OCSE: l’ABC della finanza si impari a scuola. Per salvare noi e il mercato globale

Solo 1 giovane su 10 ha le competenze per maneggiare consapevolmente strumenti finanziari. In Italia molti meno. Per l'OCSE è necessario fornire un'educazione finanziaria prima possibile

La finanza deve essere insegnata – e appresa – sui banchi di scuola. E prima si inizia, meglio è. Per avere, domani, cittadini consapevoli, che non bruciano i propri risparmi in operazioni rischiose. Ed evitare altre crisi finanziarie mondiali. A dirlo è l’OCSE, l’Organizzazione per la Cooperazione e lo Sviluppo Economico, che già nel 2005, nella sua Recommendation avvertiva che:

“L’educazione finanziaria dovrebbe iniziare a scuola. Le persone dovrebbero cominciare a ricevere un’educazione finanziaria il più presto possibile” (OCSE, 2005).

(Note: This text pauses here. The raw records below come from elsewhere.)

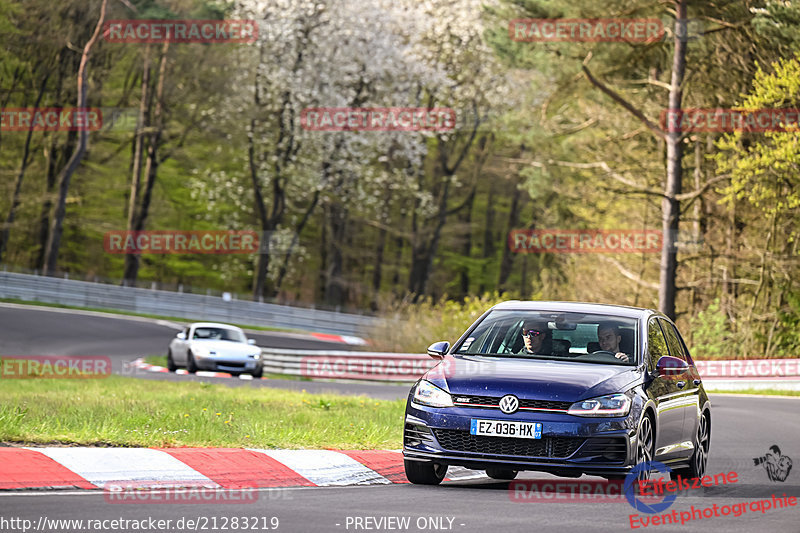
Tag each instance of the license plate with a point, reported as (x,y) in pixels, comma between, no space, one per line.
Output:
(501,428)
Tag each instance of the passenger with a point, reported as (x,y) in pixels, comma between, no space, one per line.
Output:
(535,333)
(608,337)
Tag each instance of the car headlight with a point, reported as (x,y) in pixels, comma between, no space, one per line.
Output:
(611,405)
(429,394)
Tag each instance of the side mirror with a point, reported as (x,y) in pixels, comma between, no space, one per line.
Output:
(437,350)
(671,366)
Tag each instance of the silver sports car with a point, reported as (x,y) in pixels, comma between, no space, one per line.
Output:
(212,346)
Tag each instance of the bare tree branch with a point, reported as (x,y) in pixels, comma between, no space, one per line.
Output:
(621,101)
(628,274)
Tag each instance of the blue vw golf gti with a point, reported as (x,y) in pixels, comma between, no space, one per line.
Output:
(565,388)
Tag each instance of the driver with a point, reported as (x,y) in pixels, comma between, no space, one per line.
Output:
(534,333)
(609,337)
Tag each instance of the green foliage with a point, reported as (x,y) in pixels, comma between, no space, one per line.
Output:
(711,335)
(416,326)
(787,334)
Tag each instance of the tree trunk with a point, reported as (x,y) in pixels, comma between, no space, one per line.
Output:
(507,261)
(670,206)
(466,248)
(54,239)
(132,261)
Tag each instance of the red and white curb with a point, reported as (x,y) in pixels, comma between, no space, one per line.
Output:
(346,339)
(96,468)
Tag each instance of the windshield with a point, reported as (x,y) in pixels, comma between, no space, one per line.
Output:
(578,337)
(218,334)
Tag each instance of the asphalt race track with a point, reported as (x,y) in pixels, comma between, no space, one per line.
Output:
(30,330)
(742,428)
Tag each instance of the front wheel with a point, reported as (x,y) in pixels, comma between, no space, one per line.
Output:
(171,366)
(191,366)
(499,473)
(645,445)
(702,443)
(424,473)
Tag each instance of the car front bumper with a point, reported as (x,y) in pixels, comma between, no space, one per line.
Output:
(227,364)
(570,445)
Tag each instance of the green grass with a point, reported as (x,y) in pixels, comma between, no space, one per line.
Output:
(143,315)
(763,392)
(121,411)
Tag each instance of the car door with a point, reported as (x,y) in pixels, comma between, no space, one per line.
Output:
(688,382)
(663,390)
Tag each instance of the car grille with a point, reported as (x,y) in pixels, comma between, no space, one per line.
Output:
(555,447)
(230,364)
(605,449)
(416,435)
(494,401)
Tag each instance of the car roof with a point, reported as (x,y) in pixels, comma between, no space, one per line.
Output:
(213,325)
(577,307)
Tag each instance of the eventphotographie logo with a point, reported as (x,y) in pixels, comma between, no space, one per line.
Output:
(54,366)
(51,119)
(586,30)
(719,120)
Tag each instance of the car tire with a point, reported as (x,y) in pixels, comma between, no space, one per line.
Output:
(425,473)
(645,445)
(171,366)
(499,473)
(702,443)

Questo è valido ancora più oggi, in un mondo in cui il digitale rende tutto più “facile”, ma non meno rischioso. Basta un click per compiere un’operazione finanziaria. Accessibile facilmente anche per i più giovani, che però non hanno le competenze per gestire consapevolmente la complessità e i rischi del mondo della finanza. Devono essere formati, a scuola dice l’OCSE.

Ma questo accade? Come si insegna ai ragazzi la finanza nei diversi Paesi OCSE? E il modo in cui viene veicolata l’educazione finanziaria è sufficiente a rendere i giovani consapevoli dei diversi strumenti e dei rischi che potrebbero incontrare?

Si potrebbe rispondere: «Non ancora». I giovani che possiedono le competenze per affrontare consapevolmente operazioni finanziarie sono pochi. E la situazione varia di molto da Paese a Paese.

PISA: i giovani conoscono la finanza?

Risposte che arrivano dal PISA, acronimo di Programme for International Student Assessment, la prima indagine internazionale su vasta scala a rilevare la Financial literacy dei giovani. Il termine più vicino in italiano è “alfabetizzazione finanziaria“: tutte le conoscenze e competenze che servono a prendere decisioni consapevoli e informate per quanto riguarda la gestione del denaro.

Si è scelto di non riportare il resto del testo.